Continúa la lluvia incesante. Trump, que ha nombrado a los jueces supremos que tendrán que decidir sobre su futuro tanto si gana como si pierde, o sea que ya ha ganado, anuncia que en veinticuatro horas pondrá de patitas en la calle a once millones de migrantes que viven en Estados Unidos y realizan los trabajos más penosos. No sabe que pasará después, pero primero está la limpieza de sangre, cortar por lo sano esa invasión silenciosa de pobres que proceden de los países que su país empobreció y gracias a los cuales se fue haciendo cada vez más rico, insolidario y cruel. Sobran los pobres, los cambiaremos por otros pobres. Daremos el espectáculo con cámaras, luces e inteligencia artificial. Nadie estará a salvo de nuestra ira porque nuestro Dios también nos dice lo que tenemos que hacer y contempla de muy buen grado cuantas atrocidades se nos ocurren.
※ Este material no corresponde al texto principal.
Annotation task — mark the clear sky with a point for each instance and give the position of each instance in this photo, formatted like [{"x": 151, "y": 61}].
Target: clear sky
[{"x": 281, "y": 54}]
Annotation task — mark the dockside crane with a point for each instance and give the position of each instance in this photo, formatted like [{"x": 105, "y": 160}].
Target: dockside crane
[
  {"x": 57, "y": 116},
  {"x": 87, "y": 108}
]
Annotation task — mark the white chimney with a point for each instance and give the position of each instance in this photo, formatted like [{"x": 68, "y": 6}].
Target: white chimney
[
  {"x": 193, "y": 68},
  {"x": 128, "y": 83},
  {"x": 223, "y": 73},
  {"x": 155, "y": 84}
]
Trump, que ha nombrado a los jueces supremos que tendrán que decidir sobre su futuro tanto si gana como si pierde, o sea que ya ha ganado

Si fuésemos capaces de sustraernos durante unos minutos de las cosas superficiales, no nos sería difícil observar que nos distinguimos muy poco de nuestros antepasados cromañones, incluso neardentales. Nos guía la codicia, el afán de dominio y poder, la voracidad destructiva y la más absoluta falta de respeto y consideración hacia los otros, sobre todo si han tenido la desgracia de ser unos desgraciados, es decir, apestados. Pese a los muchos años pasados, pese a los muchós filósofos, escritores, poetas, sabios que intentaron hacer un mundo mejor y darnos la receta para que así fuese, humanamente somos cromañones con pistola y portatil, y cada día que pasa dentro de esta era digital, más. Cuando los pueblos callan ante las monstruosidades más inconcebibles, sólo están dando los pasos necesarios para que sean norma universal, aplicable a todos los que no estén en el lado correcto.